Like the Neqab (Negev) village of Al-Araqib, which has been demolished by Israel and rebuilt by its residents 133 times, Khan Al-Ahmar residents are facing armed soldiers and military bulldozers with their bare chests and whatever local and international solidarity they are able to obtain.
Despite the particular circumstances and unique historical context of Khan Al-Ahmar, however, the story of this village is but a chapter in a protracted narrative of a tragedy that has extended over the course of seventy years.
It would be a mistake to discuss the destruction of Khan Al-Ahmar, or any other Palestinian village outside the larger context of demolition that has stood at the heart of Israel’s particular breed of settler colonialism.

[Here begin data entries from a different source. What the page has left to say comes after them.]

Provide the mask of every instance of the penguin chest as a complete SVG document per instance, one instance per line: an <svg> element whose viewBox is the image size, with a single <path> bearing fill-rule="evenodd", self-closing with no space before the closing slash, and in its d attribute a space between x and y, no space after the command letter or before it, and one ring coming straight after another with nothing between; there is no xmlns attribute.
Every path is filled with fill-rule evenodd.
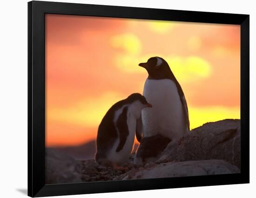
<svg viewBox="0 0 256 198"><path fill-rule="evenodd" d="M175 83L169 79L147 79L143 95L153 106L141 112L143 136L160 134L170 139L183 136L186 121Z"/></svg>
<svg viewBox="0 0 256 198"><path fill-rule="evenodd" d="M124 132L124 128L117 128L118 133L118 138L117 139L112 148L110 150L108 154L108 160L115 163L122 163L129 158L132 151L134 143L135 131L136 129L136 119L132 115L129 110L127 113L127 127L128 134L126 137L125 142L121 149L116 151L120 143L120 134Z"/></svg>

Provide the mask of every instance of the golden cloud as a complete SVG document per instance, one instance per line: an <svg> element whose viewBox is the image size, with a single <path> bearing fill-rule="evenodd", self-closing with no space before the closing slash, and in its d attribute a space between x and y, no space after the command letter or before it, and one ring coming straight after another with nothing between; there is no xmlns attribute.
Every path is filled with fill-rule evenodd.
<svg viewBox="0 0 256 198"><path fill-rule="evenodd" d="M113 47L124 50L131 54L138 54L141 50L141 41L133 34L126 33L115 36L111 39Z"/></svg>
<svg viewBox="0 0 256 198"><path fill-rule="evenodd" d="M174 22L168 21L152 20L147 23L149 29L158 33L165 33L175 26Z"/></svg>
<svg viewBox="0 0 256 198"><path fill-rule="evenodd" d="M192 51L196 51L201 47L201 40L199 37L193 36L188 40L188 48Z"/></svg>
<svg viewBox="0 0 256 198"><path fill-rule="evenodd" d="M97 98L87 97L67 108L48 109L47 119L76 126L97 127L110 107L127 96L117 93L106 92Z"/></svg>
<svg viewBox="0 0 256 198"><path fill-rule="evenodd" d="M194 107L189 106L190 129L211 121L229 119L240 119L240 108L222 106Z"/></svg>

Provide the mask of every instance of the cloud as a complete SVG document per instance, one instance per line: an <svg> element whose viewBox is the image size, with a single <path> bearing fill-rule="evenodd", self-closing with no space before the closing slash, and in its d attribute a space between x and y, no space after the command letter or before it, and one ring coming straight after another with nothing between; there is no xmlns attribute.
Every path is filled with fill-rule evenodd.
<svg viewBox="0 0 256 198"><path fill-rule="evenodd" d="M121 71L131 73L145 73L145 70L138 66L140 63L147 62L150 57L162 57L179 81L191 82L205 78L210 76L211 67L210 63L200 57L178 56L165 57L158 54L148 54L139 56L121 54L115 57L115 64Z"/></svg>
<svg viewBox="0 0 256 198"><path fill-rule="evenodd" d="M189 107L189 114L190 129L200 127L203 124L225 119L240 119L240 108L222 106L205 107Z"/></svg>
<svg viewBox="0 0 256 198"><path fill-rule="evenodd" d="M117 93L105 92L97 98L88 97L68 108L48 109L47 119L86 127L98 127L110 107L127 96Z"/></svg>
<svg viewBox="0 0 256 198"><path fill-rule="evenodd" d="M139 54L142 48L140 39L131 33L114 36L111 39L111 45L114 48L123 49L131 54Z"/></svg>
<svg viewBox="0 0 256 198"><path fill-rule="evenodd" d="M199 57L174 56L165 60L174 75L181 81L191 82L207 78L211 73L210 63Z"/></svg>
<svg viewBox="0 0 256 198"><path fill-rule="evenodd" d="M152 20L147 23L150 30L158 33L165 33L173 28L174 23L168 21Z"/></svg>
<svg viewBox="0 0 256 198"><path fill-rule="evenodd" d="M188 40L188 48L191 51L197 51L201 47L201 40L198 36L190 37Z"/></svg>

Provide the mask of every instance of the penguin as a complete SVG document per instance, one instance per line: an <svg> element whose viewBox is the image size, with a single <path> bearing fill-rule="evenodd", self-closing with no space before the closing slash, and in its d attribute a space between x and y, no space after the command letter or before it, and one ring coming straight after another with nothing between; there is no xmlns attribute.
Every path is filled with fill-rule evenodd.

It is true that other colonial powers used destruction of homes and properties, and the exile of whole communities as a tactic to subdue rebellious populations. The British Mandate government in Palestine used the demolition of homes as a “deterrence” tactic against Palestinians who dared rebel against injustice throughout the 1920s, 30s and 40s, till Israel took over in 1948.
Yet the Israeli strategy is far more convoluted than a mere “deterrence”. It is now carved in the Israeli psyche that Palestine must be completely destroyed in order for Israel to exist. Therefore, Israel is engaging in a seemingly endless campaign of erasing everything Palestinian, because the latter, from an Israeli viewpoint represents an existential threat to the former.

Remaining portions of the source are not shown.